Plaintiff was injured December 5, 1936, about 3 miles east of Carthage, Missouri, on highway 66. The car in which she was riding was travelling east and the Dale car was travelling west. On the day plaintiff was injured and for several years prior thereto, Dale had been a regular employee of the corporate defendant and "his regular pay was $1 an hour when he worked." Dale's general duties were to supervise and direct the building and repair work undertaken by the corporate defendant. The men on the job were under his direction; he paid them and kept records and made reports to his employer. In these reports he was required to set out the progress of the work, the number of men working, time put in by the men, their hourly and weekly pay, and the amount of material used. He usually made these reports when he returned on Saturdays to the office of the corporate defendant in Joplin, Missouri. On many occasions the corporate defendant sent Dale out of Joplin, and on many of these trips he used his own car, to the knowledge of his employer. However, his employer did not pay all expenses incident to the use of Dale's car on these trips, but paid him an amount equal to the "train fare to and from the particular town where the work was." There was also evidence tending to show that, on occasions, Dale was furnished gasoline for trips.

Defendant Morgan Roofing Company had a roofing job at Marshall, Missouri, and on Sunday, November 29, 1936, Dale, under instructions from his employer, left Joplin and drove in his car to Marshall, to act as foreman on the job.

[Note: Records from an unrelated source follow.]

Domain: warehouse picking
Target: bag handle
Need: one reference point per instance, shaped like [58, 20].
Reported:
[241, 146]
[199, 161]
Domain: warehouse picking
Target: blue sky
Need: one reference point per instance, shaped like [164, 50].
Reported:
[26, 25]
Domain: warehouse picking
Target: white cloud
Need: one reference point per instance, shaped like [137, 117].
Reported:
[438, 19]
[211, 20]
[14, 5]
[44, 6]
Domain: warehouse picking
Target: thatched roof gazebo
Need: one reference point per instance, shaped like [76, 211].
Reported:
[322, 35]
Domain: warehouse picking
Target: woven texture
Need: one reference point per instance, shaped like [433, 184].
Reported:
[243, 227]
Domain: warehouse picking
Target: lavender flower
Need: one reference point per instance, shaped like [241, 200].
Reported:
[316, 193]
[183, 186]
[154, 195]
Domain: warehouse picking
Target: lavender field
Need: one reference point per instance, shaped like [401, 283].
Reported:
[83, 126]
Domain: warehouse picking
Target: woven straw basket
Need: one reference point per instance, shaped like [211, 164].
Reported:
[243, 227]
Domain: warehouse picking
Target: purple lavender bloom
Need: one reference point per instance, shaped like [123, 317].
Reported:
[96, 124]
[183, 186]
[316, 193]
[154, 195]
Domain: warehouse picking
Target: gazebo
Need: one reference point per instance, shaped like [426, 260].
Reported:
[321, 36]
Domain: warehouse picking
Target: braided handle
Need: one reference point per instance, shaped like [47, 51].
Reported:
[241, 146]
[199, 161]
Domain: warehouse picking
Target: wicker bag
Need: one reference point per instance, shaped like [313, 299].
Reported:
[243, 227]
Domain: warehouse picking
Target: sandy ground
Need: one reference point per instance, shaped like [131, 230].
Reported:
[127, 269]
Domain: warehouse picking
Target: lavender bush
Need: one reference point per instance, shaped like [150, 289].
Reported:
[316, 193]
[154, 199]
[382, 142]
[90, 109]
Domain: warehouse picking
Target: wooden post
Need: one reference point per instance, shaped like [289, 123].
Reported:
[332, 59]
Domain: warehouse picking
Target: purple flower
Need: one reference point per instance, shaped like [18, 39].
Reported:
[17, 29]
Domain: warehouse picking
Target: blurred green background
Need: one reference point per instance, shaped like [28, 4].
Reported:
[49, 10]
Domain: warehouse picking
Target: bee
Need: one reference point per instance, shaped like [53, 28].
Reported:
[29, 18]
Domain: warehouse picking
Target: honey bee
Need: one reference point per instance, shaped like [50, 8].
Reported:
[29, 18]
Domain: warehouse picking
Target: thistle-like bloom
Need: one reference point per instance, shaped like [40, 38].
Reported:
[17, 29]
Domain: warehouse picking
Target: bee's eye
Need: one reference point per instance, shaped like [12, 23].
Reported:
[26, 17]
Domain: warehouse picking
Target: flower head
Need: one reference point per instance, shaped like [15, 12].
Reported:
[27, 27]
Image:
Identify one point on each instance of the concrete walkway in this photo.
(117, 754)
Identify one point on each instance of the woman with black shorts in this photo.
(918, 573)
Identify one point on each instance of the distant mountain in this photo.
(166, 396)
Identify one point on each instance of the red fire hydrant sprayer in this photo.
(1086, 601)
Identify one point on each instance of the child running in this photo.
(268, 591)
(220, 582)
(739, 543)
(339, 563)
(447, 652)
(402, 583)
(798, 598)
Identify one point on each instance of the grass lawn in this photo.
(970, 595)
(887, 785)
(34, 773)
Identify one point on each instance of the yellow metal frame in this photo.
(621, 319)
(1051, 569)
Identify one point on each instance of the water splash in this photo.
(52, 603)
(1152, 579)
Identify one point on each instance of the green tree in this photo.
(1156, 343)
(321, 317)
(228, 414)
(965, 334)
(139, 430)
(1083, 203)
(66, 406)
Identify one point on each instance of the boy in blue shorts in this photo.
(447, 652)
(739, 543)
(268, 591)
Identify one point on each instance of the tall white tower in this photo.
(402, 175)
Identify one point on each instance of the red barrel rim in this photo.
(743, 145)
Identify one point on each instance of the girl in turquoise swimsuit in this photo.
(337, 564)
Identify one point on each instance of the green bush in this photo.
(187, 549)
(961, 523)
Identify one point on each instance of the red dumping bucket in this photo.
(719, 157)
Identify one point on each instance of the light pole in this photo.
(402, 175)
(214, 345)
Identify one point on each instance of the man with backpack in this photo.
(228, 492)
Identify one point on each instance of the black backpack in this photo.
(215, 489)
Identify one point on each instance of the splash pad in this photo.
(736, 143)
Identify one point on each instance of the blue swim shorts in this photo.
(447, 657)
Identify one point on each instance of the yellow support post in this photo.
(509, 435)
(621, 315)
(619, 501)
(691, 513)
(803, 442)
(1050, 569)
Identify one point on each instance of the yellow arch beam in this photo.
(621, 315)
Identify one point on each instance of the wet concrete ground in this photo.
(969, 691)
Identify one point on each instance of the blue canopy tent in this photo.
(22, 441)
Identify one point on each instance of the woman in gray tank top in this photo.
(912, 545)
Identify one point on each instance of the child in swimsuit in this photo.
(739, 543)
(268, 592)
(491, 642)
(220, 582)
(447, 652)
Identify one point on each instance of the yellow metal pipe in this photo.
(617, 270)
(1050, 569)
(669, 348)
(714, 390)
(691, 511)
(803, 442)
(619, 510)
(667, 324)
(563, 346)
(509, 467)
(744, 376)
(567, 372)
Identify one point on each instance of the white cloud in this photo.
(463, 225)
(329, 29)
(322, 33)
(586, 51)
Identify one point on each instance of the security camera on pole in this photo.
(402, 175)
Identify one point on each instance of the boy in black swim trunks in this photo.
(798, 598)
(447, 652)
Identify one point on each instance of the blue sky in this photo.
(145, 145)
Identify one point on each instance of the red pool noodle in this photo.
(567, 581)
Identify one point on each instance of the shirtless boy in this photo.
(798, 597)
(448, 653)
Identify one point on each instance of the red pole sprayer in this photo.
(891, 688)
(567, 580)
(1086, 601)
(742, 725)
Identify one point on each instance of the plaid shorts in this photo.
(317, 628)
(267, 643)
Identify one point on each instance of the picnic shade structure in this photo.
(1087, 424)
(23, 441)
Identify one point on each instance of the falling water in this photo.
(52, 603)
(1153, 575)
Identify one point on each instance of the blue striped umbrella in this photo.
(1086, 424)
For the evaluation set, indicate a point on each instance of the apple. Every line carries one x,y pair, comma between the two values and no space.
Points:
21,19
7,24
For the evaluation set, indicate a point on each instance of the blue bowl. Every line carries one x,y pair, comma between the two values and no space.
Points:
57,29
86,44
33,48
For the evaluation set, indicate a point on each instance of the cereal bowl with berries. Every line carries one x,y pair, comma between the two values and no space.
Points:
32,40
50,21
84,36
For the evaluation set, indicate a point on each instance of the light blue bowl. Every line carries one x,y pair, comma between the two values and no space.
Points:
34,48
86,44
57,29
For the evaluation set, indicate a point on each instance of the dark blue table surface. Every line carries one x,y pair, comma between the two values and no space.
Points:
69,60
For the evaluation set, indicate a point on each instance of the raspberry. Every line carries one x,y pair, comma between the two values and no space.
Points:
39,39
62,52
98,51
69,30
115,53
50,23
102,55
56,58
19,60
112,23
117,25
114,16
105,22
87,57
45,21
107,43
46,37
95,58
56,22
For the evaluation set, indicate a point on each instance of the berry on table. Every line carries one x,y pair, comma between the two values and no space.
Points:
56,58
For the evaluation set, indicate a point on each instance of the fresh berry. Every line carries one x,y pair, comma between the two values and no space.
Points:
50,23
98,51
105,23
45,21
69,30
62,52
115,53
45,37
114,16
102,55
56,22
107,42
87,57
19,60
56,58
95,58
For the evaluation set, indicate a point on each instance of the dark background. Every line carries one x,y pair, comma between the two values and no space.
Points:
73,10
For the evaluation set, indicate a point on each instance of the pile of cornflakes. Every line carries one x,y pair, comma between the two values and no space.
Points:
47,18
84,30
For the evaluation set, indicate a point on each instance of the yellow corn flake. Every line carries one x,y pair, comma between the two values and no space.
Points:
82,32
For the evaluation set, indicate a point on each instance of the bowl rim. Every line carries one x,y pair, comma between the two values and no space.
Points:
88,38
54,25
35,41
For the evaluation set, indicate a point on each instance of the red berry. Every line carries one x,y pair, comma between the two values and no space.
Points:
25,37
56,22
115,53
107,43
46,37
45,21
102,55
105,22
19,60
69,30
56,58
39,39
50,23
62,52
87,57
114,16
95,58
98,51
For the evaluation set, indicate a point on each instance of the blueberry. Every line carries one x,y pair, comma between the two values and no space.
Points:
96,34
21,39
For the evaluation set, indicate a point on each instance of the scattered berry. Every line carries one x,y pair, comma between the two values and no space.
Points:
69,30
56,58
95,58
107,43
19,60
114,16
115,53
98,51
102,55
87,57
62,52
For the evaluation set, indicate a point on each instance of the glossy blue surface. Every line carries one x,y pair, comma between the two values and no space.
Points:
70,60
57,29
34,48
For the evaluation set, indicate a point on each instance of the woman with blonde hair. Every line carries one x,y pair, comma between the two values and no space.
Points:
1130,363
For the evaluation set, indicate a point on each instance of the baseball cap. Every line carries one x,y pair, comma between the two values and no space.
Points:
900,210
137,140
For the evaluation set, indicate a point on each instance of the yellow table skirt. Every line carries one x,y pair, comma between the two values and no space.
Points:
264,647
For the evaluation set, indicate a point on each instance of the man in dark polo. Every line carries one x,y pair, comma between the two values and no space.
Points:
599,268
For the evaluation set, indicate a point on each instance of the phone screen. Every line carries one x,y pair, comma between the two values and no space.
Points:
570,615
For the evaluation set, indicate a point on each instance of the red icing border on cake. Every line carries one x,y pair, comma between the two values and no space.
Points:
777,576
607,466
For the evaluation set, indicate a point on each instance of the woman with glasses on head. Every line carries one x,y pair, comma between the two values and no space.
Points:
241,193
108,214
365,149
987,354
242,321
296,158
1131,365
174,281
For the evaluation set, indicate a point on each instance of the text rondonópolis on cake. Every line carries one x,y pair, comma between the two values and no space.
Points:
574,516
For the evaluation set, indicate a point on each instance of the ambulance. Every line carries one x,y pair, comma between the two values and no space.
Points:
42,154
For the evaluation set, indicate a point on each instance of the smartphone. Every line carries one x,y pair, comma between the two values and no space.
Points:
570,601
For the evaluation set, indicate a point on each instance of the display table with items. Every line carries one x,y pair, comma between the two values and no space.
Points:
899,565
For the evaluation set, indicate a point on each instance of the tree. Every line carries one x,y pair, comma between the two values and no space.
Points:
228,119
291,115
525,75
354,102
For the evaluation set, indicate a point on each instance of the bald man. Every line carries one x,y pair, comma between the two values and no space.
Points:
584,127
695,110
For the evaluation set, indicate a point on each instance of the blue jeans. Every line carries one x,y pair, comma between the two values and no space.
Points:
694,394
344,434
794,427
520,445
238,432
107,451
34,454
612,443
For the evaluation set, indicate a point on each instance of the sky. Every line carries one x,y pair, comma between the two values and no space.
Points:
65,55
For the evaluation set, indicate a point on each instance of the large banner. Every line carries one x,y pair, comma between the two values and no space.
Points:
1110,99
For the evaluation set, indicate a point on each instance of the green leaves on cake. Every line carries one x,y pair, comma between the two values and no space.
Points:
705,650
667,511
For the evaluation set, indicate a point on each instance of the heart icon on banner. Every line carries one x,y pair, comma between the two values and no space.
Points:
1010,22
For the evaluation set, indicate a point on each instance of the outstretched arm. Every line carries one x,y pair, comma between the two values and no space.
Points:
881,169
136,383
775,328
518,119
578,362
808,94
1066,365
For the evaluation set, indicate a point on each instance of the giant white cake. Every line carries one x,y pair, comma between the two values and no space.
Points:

Dale testified that on this trip the Morgan Roofing Company paid him for car expenses, the equivalent of train fare from Joplin to Marshall and back to Joplin. Plaintiff read in evidence Dale's deposition, and on the subject of the use of his car and the pay he received from his employer in the way of expenses, *Page 386 he testified that train service in and out of Joplin was inconvenient; that he could make better time by using his car; that he was to be paid "railroad fare, not car expense"; that he was paid "the equivalent of the railroad fare. Q. And you got that on account of the use of your car? A. I didn't get it, I just took my own choice in going in my car. I was paid train fare and I was paid train fare because I had used my car going to Marshall and back."

On Saturday, December 5, 1936, date of plaintiff's injuries, Dale attempted to call, by telephone from Marshall to Joplin, Clarence V. Welch, vice president of the corporate defendant, to ascertain whether he, Dale, should return to Joplin or remain in Marshall. He was not successful in getting Welch, but did get L.E. Morgan, president of the company, and Morgan told him "to do what he pleased about coming in." Welch testified that before he had "any knowledge of the accident" he knew that Dale "was coming in"; that he knew this "after talking to Mr. Morgan", but that "Mr. Dale was not in the habit of coming in on Saturday nights when he was on long trips like that one."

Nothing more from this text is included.